Articles 2 à 6. Mesures prises pour déceler et réprimer l’organisation de migrations illégales et les abus commis contre des travailleurs migrants. La commission avait prié le gouvernement de donner des informations sur l’application de la loi de 2010 contre la traite des êtres humains et de la loi de 2011 sur la citoyenneté et l’immigration au Kenya, de même que sur les politiques adoptées pour lutter contre la traite. La commission prend note des informations communiquées par le gouvernement concernant les activités de la Commission consultative contre la traite des êtres humains (CTPAC) et du Fonds fiduciaire national d’assistance aux victimes de la traite. Elle note en particulier que la CTPAC se réunit tous les quatre mois pour étudier les questions de prévention, de protection, ou encore de réadaptation des victimes de la traite et que cet organisme agit en partenariat avec d’autres institutions et assure une formation des fonctionnaires et autres interlocuteurs sur la lutte contre la traite. Le gouvernement se réfère également au Plan national de lutte contre la traite des êtres humains pour la période 2013–2017, qui prévoit des actions en ce qui concerne de développement des capacités des fournisseurs de services, la sensibilisation du public, la collecte de données et la recherche, la répression de l’emploi frauduleux, l’assistance directe aux victimes et la coopération internationale. Le gouvernement indique en outre que la justice a été saisie de 65 affaires de traite au cours de l’année 2014. Enfin, le gouvernement déclare mettre en place des règles strictes d’enregistrement et de surveillance des activités des agences d’emploi s’occupant de placement de travailleurs kenyans à l’étranger. La commission prie le gouvernement de donner des informations sur:
  • - les mesures concrètes prises dans le cadre du Plan national de lutte contre la traite des êtres humains pour la période 2013–2017 (toutes données statistiques disponibles concernant la traite des êtres humains, ainsi que des informations actualisées sur le nombre des affaires de cette nature qui ont été mises au jour et sur leur issue);
  • - les sanctions appliquées dans la pratique dans les cas d’emploi illégal de travailleurs migrants ou d’organisation de migrations dans des conditions abusives;
  • - la réglementation applicable aux agences d’emploi (leurs procédures d’enregistrement; les conditions de révocation de leur agrément; le système de surveillance en place; la possibilité pour les travailleurs migrants de déposer des réclamations ou des plaintes contre ces agences; le texte du Code de conduite adopté par l’Association kenyane des agences d’emploi privé, mentionné dans les rapports précédents du gouvernement).

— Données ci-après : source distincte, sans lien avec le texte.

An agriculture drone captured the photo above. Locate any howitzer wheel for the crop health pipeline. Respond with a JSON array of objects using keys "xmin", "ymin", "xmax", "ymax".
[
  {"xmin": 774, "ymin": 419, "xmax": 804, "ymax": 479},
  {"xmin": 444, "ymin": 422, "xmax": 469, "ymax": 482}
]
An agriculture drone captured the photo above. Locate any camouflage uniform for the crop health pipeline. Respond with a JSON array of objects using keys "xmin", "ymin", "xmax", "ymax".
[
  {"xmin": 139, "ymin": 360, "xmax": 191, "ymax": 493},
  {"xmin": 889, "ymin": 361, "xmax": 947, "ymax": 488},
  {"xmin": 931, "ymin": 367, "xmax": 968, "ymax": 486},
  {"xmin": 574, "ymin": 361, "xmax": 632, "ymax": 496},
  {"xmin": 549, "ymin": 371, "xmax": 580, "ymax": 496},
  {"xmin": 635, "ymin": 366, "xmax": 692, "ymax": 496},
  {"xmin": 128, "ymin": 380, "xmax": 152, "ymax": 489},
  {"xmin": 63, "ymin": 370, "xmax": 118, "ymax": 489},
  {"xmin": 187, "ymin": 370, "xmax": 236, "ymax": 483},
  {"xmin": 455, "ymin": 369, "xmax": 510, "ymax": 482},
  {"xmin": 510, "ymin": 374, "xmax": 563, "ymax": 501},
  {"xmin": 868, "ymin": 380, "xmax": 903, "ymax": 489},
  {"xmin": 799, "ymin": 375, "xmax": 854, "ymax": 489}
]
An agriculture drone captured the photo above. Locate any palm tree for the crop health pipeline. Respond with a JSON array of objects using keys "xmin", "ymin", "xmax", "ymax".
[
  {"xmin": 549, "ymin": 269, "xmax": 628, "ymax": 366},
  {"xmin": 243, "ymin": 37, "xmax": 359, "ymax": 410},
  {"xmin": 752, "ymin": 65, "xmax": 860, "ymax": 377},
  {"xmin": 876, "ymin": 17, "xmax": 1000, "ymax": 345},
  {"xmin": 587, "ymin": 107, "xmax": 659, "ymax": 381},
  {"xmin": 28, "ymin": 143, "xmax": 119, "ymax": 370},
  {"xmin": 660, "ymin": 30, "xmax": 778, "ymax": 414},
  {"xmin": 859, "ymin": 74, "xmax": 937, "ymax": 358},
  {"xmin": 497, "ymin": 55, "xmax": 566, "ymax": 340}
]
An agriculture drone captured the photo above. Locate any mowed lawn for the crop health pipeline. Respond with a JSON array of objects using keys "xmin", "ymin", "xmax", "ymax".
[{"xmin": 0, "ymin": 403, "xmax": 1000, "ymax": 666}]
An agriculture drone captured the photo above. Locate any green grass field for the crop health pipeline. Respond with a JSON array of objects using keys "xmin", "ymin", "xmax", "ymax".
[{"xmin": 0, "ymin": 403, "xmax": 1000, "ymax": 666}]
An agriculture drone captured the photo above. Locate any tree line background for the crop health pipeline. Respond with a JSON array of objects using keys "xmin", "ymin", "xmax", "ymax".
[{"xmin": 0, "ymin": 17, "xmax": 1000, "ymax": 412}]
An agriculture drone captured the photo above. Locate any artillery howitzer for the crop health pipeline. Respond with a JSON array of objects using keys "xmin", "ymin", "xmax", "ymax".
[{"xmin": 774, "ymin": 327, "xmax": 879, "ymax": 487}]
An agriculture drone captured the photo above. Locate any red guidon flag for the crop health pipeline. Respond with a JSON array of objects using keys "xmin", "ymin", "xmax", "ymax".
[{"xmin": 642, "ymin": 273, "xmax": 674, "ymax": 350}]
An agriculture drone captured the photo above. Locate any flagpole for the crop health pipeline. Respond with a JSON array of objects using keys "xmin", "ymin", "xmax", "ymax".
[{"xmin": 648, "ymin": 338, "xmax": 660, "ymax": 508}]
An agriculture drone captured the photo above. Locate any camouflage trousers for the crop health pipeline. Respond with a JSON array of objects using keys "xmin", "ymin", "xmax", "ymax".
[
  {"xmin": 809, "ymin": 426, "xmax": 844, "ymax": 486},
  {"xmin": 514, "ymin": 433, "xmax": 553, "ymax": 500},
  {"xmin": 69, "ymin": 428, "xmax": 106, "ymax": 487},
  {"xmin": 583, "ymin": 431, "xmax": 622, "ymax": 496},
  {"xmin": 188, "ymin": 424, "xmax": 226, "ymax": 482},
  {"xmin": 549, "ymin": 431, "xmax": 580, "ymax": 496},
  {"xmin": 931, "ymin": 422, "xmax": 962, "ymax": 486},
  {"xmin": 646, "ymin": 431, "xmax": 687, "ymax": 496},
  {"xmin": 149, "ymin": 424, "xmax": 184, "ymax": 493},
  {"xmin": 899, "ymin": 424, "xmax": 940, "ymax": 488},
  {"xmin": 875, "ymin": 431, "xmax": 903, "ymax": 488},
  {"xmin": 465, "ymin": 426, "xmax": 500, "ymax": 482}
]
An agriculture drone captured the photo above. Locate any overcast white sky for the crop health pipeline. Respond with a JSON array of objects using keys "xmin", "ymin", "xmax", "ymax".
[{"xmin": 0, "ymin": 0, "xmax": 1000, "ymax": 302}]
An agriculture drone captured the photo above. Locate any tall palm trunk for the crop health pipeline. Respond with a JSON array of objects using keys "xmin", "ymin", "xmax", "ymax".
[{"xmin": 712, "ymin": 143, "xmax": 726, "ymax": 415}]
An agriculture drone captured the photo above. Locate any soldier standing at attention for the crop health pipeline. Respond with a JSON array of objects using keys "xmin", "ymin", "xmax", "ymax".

Article 2, paragraphe 2 et article 7. Consultation des organisations d’employeurs et de travailleurs. La commission rappelle qu’elle avait prié le gouvernement d’indiquer comment les organisations d’employeurs et de travailleurs sont consultées sur les mesures conçues et mises en œuvre en vue de prévenir et éliminer les migrations illégales et les abus commis au détriment de travailleurs migrants. Elle note que le gouvernement indique qu’il s’est engagé dans une démarche participative, partageant et sollicitant les avis des employeurs et des travailleurs en vue de la formulation d’un projet de loi de gestion des migrations pour l’emploi. La commission note que le Plan national de lutte contre la traite des êtres humains pour la période 2013–2017 prévoit la participation des partenaires sociaux pour sa mise en œuvre et mentionne à cet égard le rôle important de l’Organisation centrale des syndicats (COTU) et de la Fédération des employeurs du Kenya (FKE). La commission prie le gouvernement de fournir de plus amples informations sur l’impact de l’association des partenaires sociaux à l’élaboration et, le cas échéant, la mise en œuvre de la politique concernant les migrations pour l’emploi et le projet de loi de gestion des migrations pour l’emploi; elle le prie également d’indiquer si les partenaires sociaux sont consultés au sujet de toute autre mesure visant à prévenir et éliminer les migrations illégales et les abus au détriment de travailleurs migrants (en précisant si, et dans l’affirmative comment, les propositions émanant des organisations de travailleurs et d’employeurs sont évalués dans la pratique).